Große Auswahl an Rassewelpen
Außer einer reinrassigen Doggenhündin entdecken wir in den wenigen Zwingern, die einsichtig sind, keinen einzigen erwachsenen Hund, dafür jede Menge Welpen teurer Rassen. Als wir sagen, dass wir uns vorerst nur umsehen und erst später für einen Hund entscheiden wollen, reagiert Frau Rehrl unwillig. Es wäre am besten, gleich einen Hund mitzunehmen, denn vielleicht sei er am nächsten Tag schon weg, drängt sie zum Kauf. Im Besucherzimmer legt sie uns Welpenfotos des derzeitigen Angebotes sowie zukünftig zu erwartender Lieferungen nebst Preisliste vor.
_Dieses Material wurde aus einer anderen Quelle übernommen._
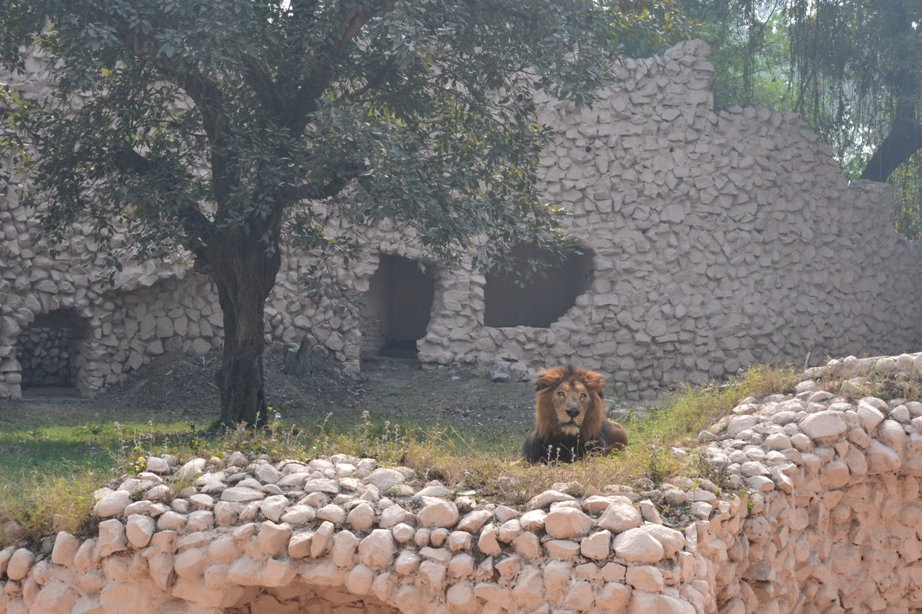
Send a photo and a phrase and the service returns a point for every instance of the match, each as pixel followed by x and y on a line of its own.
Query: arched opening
pixel 512 300
pixel 46 351
pixel 398 305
Danach bringt sie einige Rassewelpen zur Auswahl. Wir wollen wissen, woher die Tierbabys stammen, und betonen, auf keinen Fall einen Hund aus dem Ausland kaufen zu wollen, da wir das bekannt höhere Erkrankungsrisiko an Parvovirose und Staupe fürchten. Frau Rehrl garantiert uns, die Welpen seien von österreichischen Züchtern, belehrt uns aber auch, dass wir bezüglich importierter Welpen wohl falsch informiert seien, denn Parvovirose sei auch in Österreich „Gang und Gäbe".
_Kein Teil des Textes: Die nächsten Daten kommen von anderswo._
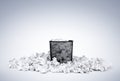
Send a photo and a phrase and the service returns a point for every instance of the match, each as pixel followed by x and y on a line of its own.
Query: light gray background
pixel 27 26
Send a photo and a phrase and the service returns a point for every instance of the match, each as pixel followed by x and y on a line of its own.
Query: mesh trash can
pixel 61 50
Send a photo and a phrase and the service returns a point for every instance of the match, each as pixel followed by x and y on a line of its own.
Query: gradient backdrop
pixel 26 26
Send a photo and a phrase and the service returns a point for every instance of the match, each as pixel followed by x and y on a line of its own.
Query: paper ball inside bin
pixel 61 50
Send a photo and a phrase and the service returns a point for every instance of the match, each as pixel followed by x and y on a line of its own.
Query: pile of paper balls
pixel 40 62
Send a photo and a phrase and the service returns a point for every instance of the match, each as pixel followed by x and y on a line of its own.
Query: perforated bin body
pixel 62 50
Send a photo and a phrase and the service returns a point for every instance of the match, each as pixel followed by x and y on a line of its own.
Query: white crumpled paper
pixel 40 62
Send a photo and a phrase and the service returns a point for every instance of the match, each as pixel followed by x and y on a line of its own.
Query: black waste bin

Haarsträubende Erklärungen
Wir sind hartnäckig und wollen wissen, woher genau aus dem Inland die Tierbabys nun stammen. Und bekommen eine ebenso interessante wie haarsträubende Geschichte aufgetischt. In Salzburg gebe es jetzt ein neues Tierschutzgesetz, erklärt Frau Rehrl, und weil viele heimische Züchter die neuen Standards nicht mehr einhalten könnten, würden die Rassehunde von den Amtstierärzten beschlagnahmt und zu ihr gebracht. Und da sie verpflichtet sei, die Identität der Züchter zu schützen, dürfe sie über die Herkunft der Welpen nichts verraten …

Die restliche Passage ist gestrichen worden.